Playing with Wann, who is guitarist with the Southern States, are Bland Simpson at the piano; Jim Foley, guitar; Mike Sheehan, percussion; and Jim Davidson, bass.

“For most of these people the idea that they’d ever take a shot to New York was the last thing in their minds.  We did it for fun in Chapel Hill,” Haber said.

But it was the more experienced Haber (an Asheville native who was organizing theater groups as early as grammar school) who made the New York contacts that landed the show in the arts-funded Chelsea Theater Center’s Westside Theater.

Haber was enthusiastic about the possibilities of Wann’s idea to use the country-folk mixture kind of sound made by the Ramblers and the Southern States groups in a show built loosely around the life of Jesse James.  Haber had the Chelsea people interested before the show opened in Chapel Hill last October.  After a five-day run at the Ranch Restaurant the group went to New York and previewed it on New Year’s Eve, opening officially Jan. 14 [1975] to rave reviews.

Bill Hicks and Jim Watson were the only ones who would venture to analyze the reasons for the show’s big success.  “The music happened at the right time,” they agreed.  “The kind of music we both (the Ramblers and the Southern States) play is in the range of things people like right now.”

The big thing the New Your audiences like about the whole show, Hicks added, “is its straightness and honesty.  The people up on that stage are having a good time--those smiles are real--and the audiences know it.”
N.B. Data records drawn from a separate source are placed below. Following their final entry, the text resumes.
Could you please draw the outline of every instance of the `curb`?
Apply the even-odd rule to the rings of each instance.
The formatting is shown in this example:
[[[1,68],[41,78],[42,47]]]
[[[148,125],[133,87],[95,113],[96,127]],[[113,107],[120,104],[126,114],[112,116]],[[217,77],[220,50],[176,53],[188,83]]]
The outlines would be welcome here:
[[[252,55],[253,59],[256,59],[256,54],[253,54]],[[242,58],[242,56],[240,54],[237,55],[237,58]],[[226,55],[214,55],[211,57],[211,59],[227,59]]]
Frances Tamburro, one of the female cast members, echoed his contention.  “I’m having a good time and I like doing the show.  I like being with my friends; the whole cast is very close.”  A graduate student at UNC working on Southern cotton mill songs, Miss Tamburro added, “It (the show) is a big switch from the academic.”

Tiny little Madelyn Smoak, who claims she doesn’t even know how tall she is, “but something under five feet,” was obviously taking the acclaim she gets for her belt-it-out singing style in stride.

“I’m going to stay with the show,” she said.  “We’re all friends and I’d miss these people a lot if I wasn’t with them”

Wann may have summed it up when he concluded, “We’re all still very committed Southerners.  I have a hunch we’ll all settle down in North Carolina.  It’s too soon to tell.”